Project Options are specific to projects, and affect how they're built and run. This includes things like compiler options, the name of the output file, the arguments used when running the project, and so on. These options are stored in the project file, so other users will be able to build and run the project correctly. Where possible, they are mapped to the options used by Visual Studio and the MSBuild/xbuild command-line build tools.

The Project Options dialog can be accessed from the Project->{Project Name} Options menu item, or from the Options context menu item on the project in the solution pad, or by double-clicking on the project in the solution pad.

Some options are part of a project configuration. Projects can have multiple configurations, so by switching between them you can build different outputs. Configurations will be covered in a future post.

Solution Options are similar to Project Options, but for solutions. The Solution Options dialog can be accessed from the Project-> Solution Options menu item, or from the Options context menu item on the solution in the solution pad, or by double-clicking on the solution in the solution pad.


Policies are settings that affect how projects and code are formatted and organized, such as code formatting settings, naming conventions, and so on. In many other IDEs these settings are user-specific preferences, which means that different users working on the same project do things inconsistently, or have to change their preferences depending on which project they're working. Policies ensure that these settings are consistent for different users working on a project, and make it easy to manage sets of policies across projects.
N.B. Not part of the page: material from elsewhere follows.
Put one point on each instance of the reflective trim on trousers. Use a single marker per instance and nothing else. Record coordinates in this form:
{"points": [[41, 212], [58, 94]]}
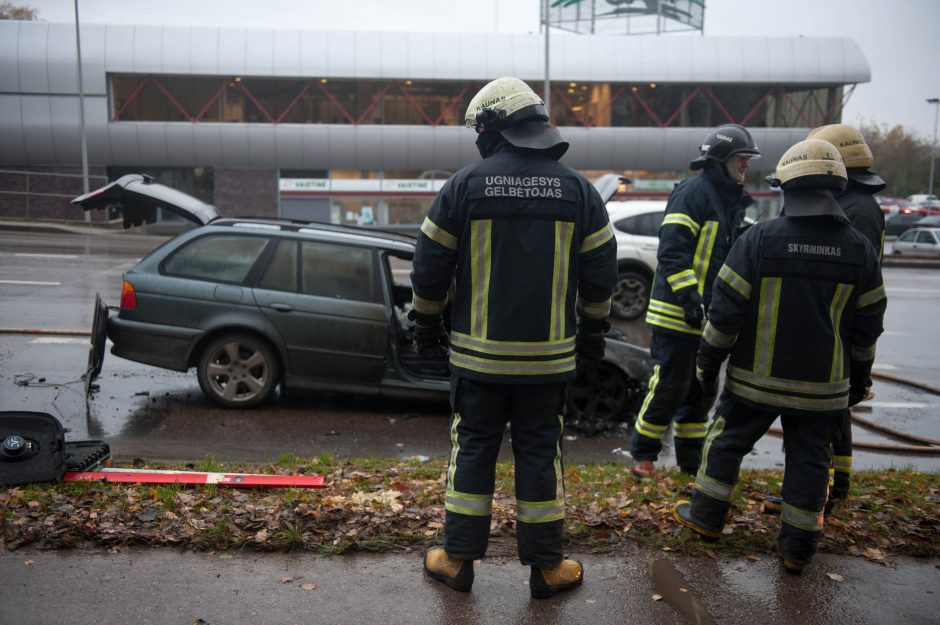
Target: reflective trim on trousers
{"points": [[540, 511]]}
Because most policies are invariant across all projects within a solution, projects can be set to inherit the policy of their their parent solution or solution folder, and this is the default setting. This means that in most cases, policies only need to be edited on the solution, and these changes will be picked up by the projects. Policies settings panels are shown in the Project Options and Solution Options dialogs. They can be recognized by the "Policy" combo box at the top of the panel, which allows you to pick a policy to use, or set the item to inherit the policy from its parent. Alternatively, you can customize the settings, and the combo will show "Custom".

When a solution is first created, or a solution without policies is saved, it will take its initial policies from the user's default policies. From that point on, they are only stored in the solution and are not affected by changes in the user's default policies, else solutions could not be shared between users and maintain consistent policies.

While Preferences and Project Options are familiar to users of many other IDEs, policies are something unique to MonoDevelop, and hence they sometimes cause confusion. Another post will explore the policies system in more detail.